Linking ../built/crunpacker/Linux/libcrunpacker.so
/usr/bin/ld: ../built/crunpacker/Linux/unpack.o: @gprel relocationagainst dynamic symbol cr_unpackData

A: The only system that this appears on is on an IA64.

It usually means that an object not compiled with -fPIC is linked into a shared library.

Richard Henderson's rationale for this is as follows:

"Such relocations cannot be resolved by the dynamic linker,since it doesn't know what the GP base value is. Also, there is the implicit intent that the symbol was _supposed_ to be resolved locally."

Add an -fPIC to CFLAGS in config/Linux.mk and see if that works.

Q: Chromium on Mac OS X

So before I plunge into trying to port Chromium over to Mac OS X, I thought it would be prudent to ask if anyone has done this already. Or maybe the Chromium team has plans to release a Mac OS X version?

A: It's on the list of things to do. Much of the port has already been done.
--
Greg Humphreys, Assistant Professor
Department of Computer Science, University of Virginia
http://www.cs.virginia.edu/~humper/

Q: I'm getting a flickering problem. What can I do ?

I was wondering if anyone can help, I have been experimenting with a number of different configurations and on some I get a strange flickering when my image gets rebuilt. I have created a sort last config and it would seem that every other frame is white so the image flickers. I hacked about with reassemble.conf to mirror my config and the same happens there.

A: Use Barriers to synchronize the application instances. See progs/psubmit/psubmit.c

If you are trying to use sort-last under windows, this is a known problem. Something fishy happens with the SwapBuffers call under windows, so Chromium tries to composite twice. This behavior happens with the readback and binaryswap SPUs. If you run a 'Chromium' app like psubmit, everything seems fine. The issue appears to be related to the application using putting up a window as well as the render SPU. Nobody has really tracked this bug down since people mostly use Linux. Under Linux, everything should be fine since we run a volume renderer on a regular basis in this setup. It is an unmodified glut app at themoment. Atlantis works for me as well.

Q: How do I use InfiniBand / SDP with Chromium?

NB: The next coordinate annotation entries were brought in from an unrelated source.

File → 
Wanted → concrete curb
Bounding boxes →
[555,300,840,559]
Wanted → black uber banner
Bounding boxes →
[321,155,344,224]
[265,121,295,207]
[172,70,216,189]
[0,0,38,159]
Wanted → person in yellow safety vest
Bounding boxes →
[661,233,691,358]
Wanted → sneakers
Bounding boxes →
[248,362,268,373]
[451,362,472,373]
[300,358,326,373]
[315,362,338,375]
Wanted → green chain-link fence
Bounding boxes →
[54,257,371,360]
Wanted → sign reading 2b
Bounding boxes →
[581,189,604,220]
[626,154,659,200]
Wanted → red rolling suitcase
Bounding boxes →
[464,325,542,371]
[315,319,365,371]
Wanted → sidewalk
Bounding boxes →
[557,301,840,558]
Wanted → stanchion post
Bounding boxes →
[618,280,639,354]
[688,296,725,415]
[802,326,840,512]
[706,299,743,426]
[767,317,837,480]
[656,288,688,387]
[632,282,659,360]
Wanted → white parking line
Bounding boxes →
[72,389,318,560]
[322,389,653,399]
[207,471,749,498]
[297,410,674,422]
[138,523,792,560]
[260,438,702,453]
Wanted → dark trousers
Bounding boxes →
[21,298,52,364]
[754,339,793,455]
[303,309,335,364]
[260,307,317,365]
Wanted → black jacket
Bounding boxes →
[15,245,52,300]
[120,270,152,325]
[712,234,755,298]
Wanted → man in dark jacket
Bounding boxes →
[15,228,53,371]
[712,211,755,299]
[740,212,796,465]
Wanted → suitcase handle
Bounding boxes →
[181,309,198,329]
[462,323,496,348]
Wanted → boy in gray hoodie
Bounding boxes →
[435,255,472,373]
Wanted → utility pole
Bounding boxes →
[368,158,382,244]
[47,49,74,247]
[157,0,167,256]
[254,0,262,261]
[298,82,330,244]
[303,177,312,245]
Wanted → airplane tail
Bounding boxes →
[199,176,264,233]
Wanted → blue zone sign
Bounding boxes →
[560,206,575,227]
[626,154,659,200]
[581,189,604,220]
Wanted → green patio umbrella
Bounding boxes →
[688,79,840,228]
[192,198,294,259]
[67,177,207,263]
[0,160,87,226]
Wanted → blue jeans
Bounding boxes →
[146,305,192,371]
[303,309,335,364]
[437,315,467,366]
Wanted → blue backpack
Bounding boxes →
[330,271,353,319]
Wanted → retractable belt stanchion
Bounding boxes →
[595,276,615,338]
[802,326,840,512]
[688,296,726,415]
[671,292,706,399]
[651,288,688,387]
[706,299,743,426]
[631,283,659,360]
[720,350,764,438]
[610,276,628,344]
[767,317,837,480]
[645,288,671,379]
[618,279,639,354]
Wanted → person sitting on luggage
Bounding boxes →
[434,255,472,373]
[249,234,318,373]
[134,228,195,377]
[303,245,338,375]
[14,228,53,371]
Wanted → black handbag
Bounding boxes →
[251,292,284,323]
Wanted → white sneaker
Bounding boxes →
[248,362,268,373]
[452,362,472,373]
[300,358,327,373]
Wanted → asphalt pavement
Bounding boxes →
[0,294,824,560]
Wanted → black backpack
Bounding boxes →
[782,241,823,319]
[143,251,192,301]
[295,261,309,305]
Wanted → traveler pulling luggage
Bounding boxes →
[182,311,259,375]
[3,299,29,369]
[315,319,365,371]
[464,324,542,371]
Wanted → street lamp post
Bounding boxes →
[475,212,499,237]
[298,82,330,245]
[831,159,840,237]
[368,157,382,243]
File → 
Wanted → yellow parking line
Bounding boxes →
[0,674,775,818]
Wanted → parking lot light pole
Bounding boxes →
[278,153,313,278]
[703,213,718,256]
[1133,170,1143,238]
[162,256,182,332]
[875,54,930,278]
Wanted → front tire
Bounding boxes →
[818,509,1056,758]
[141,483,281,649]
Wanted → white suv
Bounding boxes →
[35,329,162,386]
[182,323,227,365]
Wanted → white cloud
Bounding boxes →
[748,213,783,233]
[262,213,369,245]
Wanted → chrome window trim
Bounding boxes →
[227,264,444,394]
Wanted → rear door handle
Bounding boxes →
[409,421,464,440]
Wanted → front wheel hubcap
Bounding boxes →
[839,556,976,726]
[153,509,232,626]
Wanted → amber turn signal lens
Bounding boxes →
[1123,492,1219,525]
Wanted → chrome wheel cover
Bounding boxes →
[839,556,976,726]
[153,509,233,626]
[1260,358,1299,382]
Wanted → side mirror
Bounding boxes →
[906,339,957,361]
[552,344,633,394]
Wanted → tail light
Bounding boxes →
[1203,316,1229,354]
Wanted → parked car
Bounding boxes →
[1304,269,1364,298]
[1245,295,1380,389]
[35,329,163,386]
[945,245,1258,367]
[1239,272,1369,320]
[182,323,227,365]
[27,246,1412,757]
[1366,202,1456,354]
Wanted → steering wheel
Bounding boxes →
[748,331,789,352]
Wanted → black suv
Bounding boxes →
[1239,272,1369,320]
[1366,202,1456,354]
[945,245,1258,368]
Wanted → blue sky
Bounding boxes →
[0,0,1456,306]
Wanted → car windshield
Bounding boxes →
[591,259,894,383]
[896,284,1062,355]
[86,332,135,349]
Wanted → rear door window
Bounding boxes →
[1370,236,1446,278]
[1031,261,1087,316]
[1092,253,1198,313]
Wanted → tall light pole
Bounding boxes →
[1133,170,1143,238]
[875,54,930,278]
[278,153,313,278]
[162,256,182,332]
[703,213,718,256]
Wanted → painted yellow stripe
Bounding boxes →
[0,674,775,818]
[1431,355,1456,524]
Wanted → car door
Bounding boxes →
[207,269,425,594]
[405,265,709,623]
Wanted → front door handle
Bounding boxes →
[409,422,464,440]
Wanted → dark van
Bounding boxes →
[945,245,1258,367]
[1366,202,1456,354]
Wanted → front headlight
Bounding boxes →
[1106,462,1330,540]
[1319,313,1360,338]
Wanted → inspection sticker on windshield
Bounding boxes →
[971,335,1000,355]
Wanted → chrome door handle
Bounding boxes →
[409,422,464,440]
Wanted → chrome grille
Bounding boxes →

A: Chromium supports Infiniband both with the native (Verbs) interface and SDP. When you call AddServer() in your Python configuration script, you can specify "ib" or "sdp" as the protocol, respectively. You must have first compiled Chromium with InfiniBand/SDP support. See the top-level options.mk file for more information.

Socket Direct Protocol (SDP) uses InfiniBand through ordinary Unix network sockets. The advantage of using SDP over the Verbs interface is that connections between Chromium nodes should close cleanly upon exit. With the "ib" protocol, you'll typically have to manually kill crservers, etc. after you exit because the Verbs interface is bad at detecting broken connections.

If you're using SDP, Chromium will need to address hosts by their "SDP hostname" which is typically the hostname suffixed with something like "sdp" or "ib". Chromium defaults to using "sdp". A different suffix can be specified with the CR_SDP_SUFFIX environment variable. Check your /etc/hosts file to see what your system uses.

Make sure your InfiniBand/SDP environment is working properly before trying to use it with Chromium. InfiniBand vendors typically have test programs for this.

Q: I get "Bad Mothership response: Never heard of server host foobar. Expected one of: 192.168.1.1 192.168.1.2" (or similar)

A: Usually, this is a problem with your /etc/hosts files. If you run the 'hostname' program and don't get a fully-qualified domain name, this is the likely problem. Make sure your /etc/hosts file(s) looks like this:

127.0.0.1               localhost.localdomain localhost
192.168.0.1             foobar.baz.com foobar

Alternately, you might try editing the mothership/server/mothership.py script and add your hostnames and domains to the HostPrefixPairs list.